The trail led quickly to former Undersheriff Jim Denman. The soft-spoken Denman had always liked Hinckle, but he was well aware of Warren’s notorious reputation for sousing interviewees and then extracting just about any quote he wanted. Denman wasn’t reassured when Warren told him they should meet at the Dovre Club, a den of IRA supporters where Hinckle frequently passed his afternoons. Denman decided he wouldn’t have a drink. Hinckle, of course, immediately offered Denman a drink on the house; Denman decided he would have just one. “A
rum and coke, with lots of coke,” he said. Hinckle brought a drink with lots of rum and hardly any coke. A half-dozen rum and cokes later, Denman unfolded the story about Dan White’s first night in jail, the friendly pats on the ass from the other cops, the reports of policemen joking and smiling about the killings, and, most significantly, White’s apparent lack of any shame or remorse over the killings. After six months, Denman added, he had never heard a single report of White showing any regret or any emotion over the killings, beyond his daily transformation into an automaton for his court appearances.

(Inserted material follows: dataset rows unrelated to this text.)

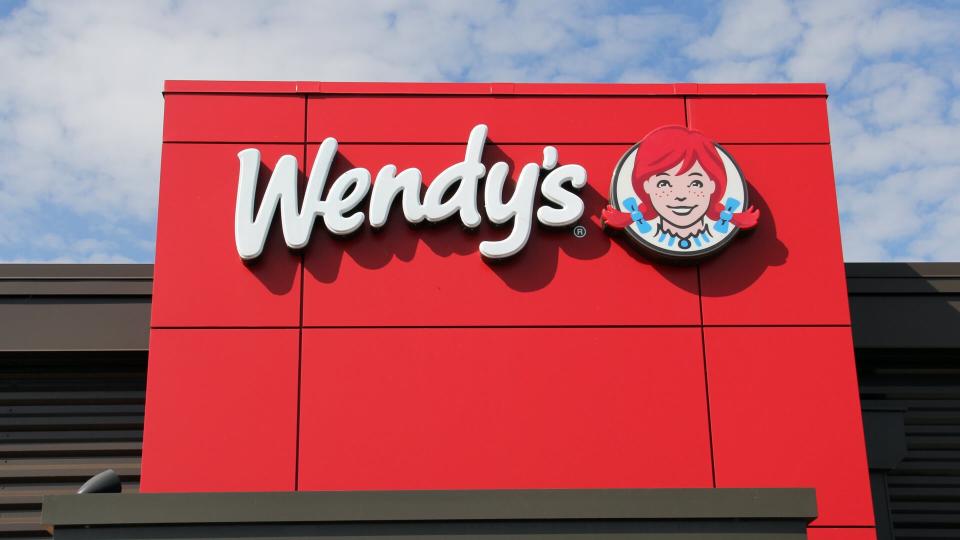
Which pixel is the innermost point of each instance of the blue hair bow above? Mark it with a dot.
(726, 215)
(636, 215)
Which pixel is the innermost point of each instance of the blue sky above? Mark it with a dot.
(81, 111)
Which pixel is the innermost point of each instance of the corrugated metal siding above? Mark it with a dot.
(924, 488)
(63, 418)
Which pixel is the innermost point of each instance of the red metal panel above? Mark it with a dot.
(790, 269)
(762, 89)
(428, 89)
(760, 120)
(818, 533)
(434, 275)
(503, 408)
(199, 277)
(448, 119)
(233, 118)
(221, 411)
(785, 413)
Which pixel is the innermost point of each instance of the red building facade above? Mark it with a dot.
(399, 358)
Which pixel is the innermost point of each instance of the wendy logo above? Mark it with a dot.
(678, 195)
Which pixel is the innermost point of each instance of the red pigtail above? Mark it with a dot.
(613, 218)
(745, 220)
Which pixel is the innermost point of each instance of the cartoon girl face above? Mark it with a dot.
(681, 199)
(676, 198)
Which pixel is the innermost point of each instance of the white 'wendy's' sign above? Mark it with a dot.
(338, 212)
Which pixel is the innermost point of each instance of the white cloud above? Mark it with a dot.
(895, 121)
(80, 104)
(80, 100)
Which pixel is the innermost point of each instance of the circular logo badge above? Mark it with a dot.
(678, 195)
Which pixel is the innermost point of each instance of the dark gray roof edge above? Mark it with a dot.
(45, 271)
(902, 269)
(343, 506)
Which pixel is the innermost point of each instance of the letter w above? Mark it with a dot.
(250, 228)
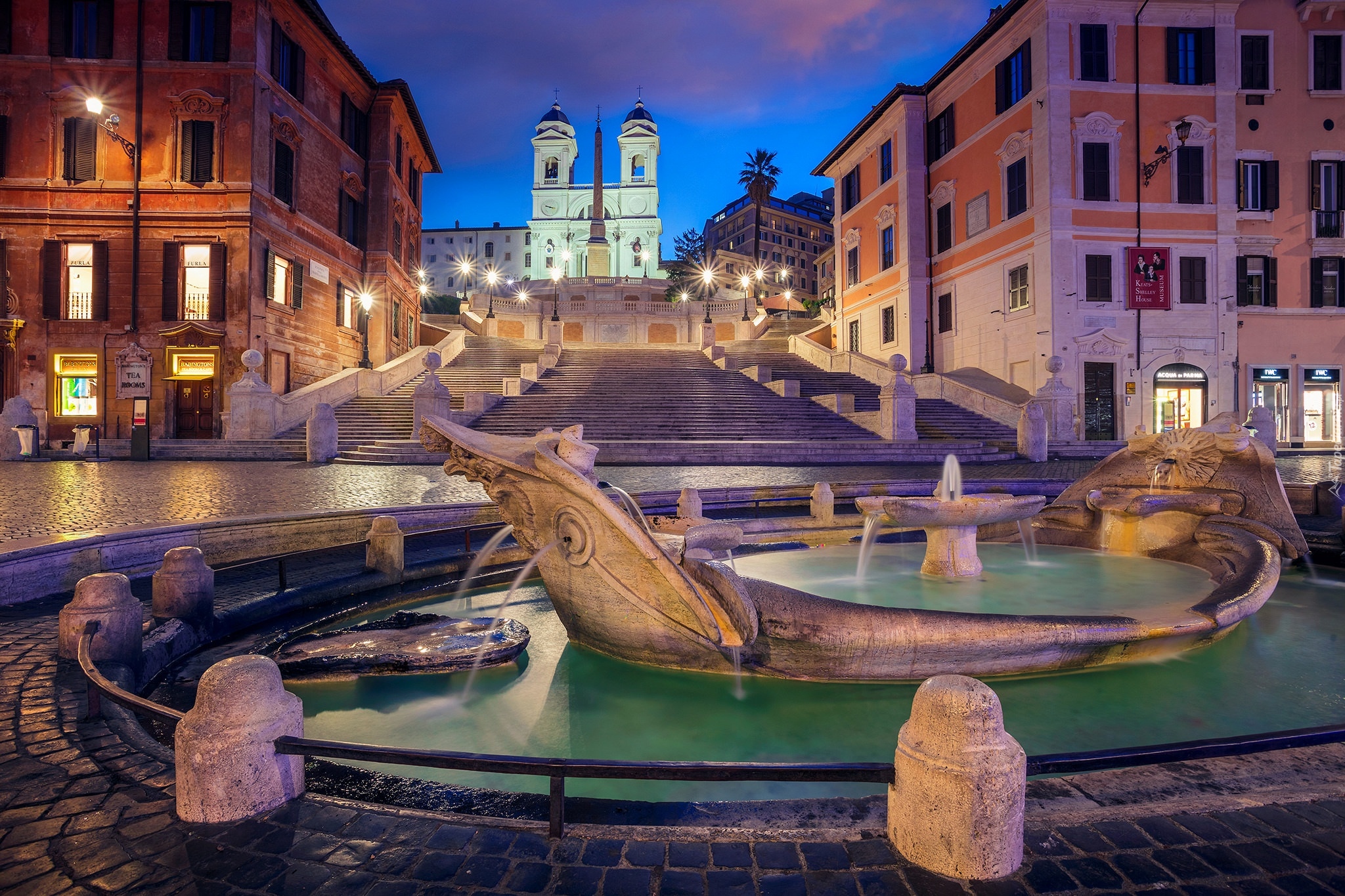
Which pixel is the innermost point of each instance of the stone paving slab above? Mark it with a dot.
(65, 498)
(81, 812)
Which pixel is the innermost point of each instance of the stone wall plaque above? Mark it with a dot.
(133, 370)
(978, 214)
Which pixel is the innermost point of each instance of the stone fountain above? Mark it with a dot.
(950, 521)
(657, 595)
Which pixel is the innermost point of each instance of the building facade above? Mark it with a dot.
(249, 205)
(793, 234)
(563, 209)
(445, 250)
(1036, 198)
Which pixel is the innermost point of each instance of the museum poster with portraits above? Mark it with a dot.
(1149, 281)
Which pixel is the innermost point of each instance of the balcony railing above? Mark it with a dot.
(79, 307)
(195, 307)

Hinckle pressed further. Denman thought he was trying to get him to say that there had been a police conspiracy in the killings. Jim had worked with police for years and certainly didn’t rule out that possibility, but he had seen no evidence of such a conspiracy and decided it was unlikely. Instead, Denman tried to explain that it could have been a covert, even unconscious conspiracy, revolving around subtle nuances of the police subculture. Nobody ever had to sit down and order White to kill Milk and Moscone, but White knew that he would be a hero to some if he killed the pair. As a former policeman, he would know exactly what to say—and not say—in his confession. One point still troubled Denman, however. He again told Warren about White’s first night in jail and the lack of any characteristics that indicated any lapse of sanity. Schmidt was now basing his case on a “diminished capacity” argument, so Jim figured that he would be called as a prime witness for the prosecution. He had already told D.A. Freitas that White sure didn’t act insane just an hour after the killing; he didn’t even seem sorry. But Freitas had never called Denman; it didn’t make any sense.